Do Politicians Interfere in Police Recruitment and Promotion?
The truth lies somewhere between these two opposing points of view.
One, politicians have interfered, and continue to interfere, in the appointment and promotion of police officers.
Two, the Police Service Commission (PSC) operates independently of politicians. And it promotes and recruits police officers based only on qualifications and competence.
Here, The Sun's reporter provides both sides of the equation about political interference in the Dominica Police Force.
Roseau, Dominica- 19 October, 2020- Deputy Chairman of the Police Service Commission (PSC) Cecil Joseph has refuted claims and or suggestions that the political directorate has a say in appointments and promotions in the police force. Over the past years, there have been suggestions from various circles that politicians of the ruling party play a major part in of police officers.
Former police officer Edincort St.
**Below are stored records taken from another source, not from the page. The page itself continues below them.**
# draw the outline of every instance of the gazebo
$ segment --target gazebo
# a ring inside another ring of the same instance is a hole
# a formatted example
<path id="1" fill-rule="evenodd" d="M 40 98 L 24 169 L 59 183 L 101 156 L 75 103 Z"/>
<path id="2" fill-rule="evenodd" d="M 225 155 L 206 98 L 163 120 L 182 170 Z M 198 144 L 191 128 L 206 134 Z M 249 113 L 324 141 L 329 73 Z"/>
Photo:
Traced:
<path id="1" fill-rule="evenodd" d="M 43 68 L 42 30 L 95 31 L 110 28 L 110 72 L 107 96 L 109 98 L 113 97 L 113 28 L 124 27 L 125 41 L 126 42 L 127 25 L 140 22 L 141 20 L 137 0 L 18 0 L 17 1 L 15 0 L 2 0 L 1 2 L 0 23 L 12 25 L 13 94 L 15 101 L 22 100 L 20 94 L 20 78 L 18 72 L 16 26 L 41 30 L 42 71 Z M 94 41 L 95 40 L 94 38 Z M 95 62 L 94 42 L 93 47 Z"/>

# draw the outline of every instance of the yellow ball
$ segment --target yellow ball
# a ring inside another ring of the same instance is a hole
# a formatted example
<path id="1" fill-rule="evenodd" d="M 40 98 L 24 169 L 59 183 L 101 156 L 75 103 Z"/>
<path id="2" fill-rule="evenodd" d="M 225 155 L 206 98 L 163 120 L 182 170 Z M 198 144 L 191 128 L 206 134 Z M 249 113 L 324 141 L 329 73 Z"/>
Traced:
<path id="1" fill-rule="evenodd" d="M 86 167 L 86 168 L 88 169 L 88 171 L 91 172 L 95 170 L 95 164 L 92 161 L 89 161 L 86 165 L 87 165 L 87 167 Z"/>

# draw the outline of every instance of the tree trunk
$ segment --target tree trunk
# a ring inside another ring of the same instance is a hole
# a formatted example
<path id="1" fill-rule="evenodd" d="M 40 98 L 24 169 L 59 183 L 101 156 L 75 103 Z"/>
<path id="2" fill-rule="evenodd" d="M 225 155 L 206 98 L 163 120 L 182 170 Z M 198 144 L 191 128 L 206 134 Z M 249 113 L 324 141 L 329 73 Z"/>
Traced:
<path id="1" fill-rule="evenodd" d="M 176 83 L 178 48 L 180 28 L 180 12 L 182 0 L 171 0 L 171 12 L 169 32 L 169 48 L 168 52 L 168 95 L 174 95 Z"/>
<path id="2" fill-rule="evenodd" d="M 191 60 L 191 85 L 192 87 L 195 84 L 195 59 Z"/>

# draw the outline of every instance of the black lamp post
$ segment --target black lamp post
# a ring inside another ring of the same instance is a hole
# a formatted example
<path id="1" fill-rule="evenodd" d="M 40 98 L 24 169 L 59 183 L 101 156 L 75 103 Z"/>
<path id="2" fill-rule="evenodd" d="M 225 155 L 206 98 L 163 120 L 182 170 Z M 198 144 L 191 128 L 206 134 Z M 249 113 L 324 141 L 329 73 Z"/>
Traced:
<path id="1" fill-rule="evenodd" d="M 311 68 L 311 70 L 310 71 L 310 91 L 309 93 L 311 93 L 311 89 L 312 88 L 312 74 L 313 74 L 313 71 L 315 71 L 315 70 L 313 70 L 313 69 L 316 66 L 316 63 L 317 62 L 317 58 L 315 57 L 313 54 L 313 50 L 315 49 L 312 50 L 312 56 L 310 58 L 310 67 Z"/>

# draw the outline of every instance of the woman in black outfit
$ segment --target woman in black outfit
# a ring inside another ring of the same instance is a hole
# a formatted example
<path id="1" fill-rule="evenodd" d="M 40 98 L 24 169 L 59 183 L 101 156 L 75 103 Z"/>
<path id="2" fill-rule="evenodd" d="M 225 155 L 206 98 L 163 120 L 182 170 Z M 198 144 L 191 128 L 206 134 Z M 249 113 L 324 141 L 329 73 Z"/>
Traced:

Valle says that he can attest to that level of political interference.
"I can tell you that it is a fact that the politicians play a part in promotions and they squeeze those they perceived not to be supporting them," he said.
Meanwhile, Julien Prevost, a member of the Police Service Commission, said that this has always been the case.
The issue arose again when Acting Chief of Police Lincoln Corbette spoke at a press conference last week.
"The two top positions in the police force by the very nature of the law, the Prime Minister is the one who appoints the Chief and Deputy Chief of Police after consultation with the relevant authorities," Corbette said when asked by the press about political interference in the police force.
"I do not know of any other instances or areas where politicians while I am here, or even before I was at that level get involved in promotions or any decisions of the police force. I can say category that the Minister of National Security and or the Prime Minister have never called me while as chief or deputy to promote XYZ."
He continued: "The Minister has expressed some concerned about some aspects of policing and said that he would like to see more police on the streets but he has never called to say promote this one or that one".
Corbette's view was strongly supported PSC's Joseph: "We as a commission meet once a month and we have a force order which indicates all the interest about the force. People also apply for positions that are placed on the force order. We also get names from the Chief of Police about those he thinks we should look at.
"We have not been given any instructions from any politicians so to say that the appointments are political is untrue. The Chief always gives us two or three alternate names as per his recommendations. Sometimes we go with what he has recommended and other times we act based on our own deliberate judgment on the information provided by the Chief."
According to Joseph, the Commission never looks at the political leaning of any police officer in making its appointment.
"We look at your competence, qualifications, experience and level of fitness, because if you have a bad work attitude we will not be minded to promote you," he said.
Joseph calls those making those allegations as "mischief makers" and said that he or any of his members do not look at "party colours" in the job.
"We have promoted persons we know are strong supporters of the United Workers Party because they are competent for the post, we work in the best interest of the police force and Dominica," Joseph said.
The PSC is chaired by Ian Munro with Cecil Joseph as deputy, all government nominees. The other government nominees are Annette Bates, Wayne Cools-Lartigue and Sonia Williams. The nominees of the Police Welfare Association (PWA) are retired superintendent of police John David and Attorney-at-law Julien Prevost.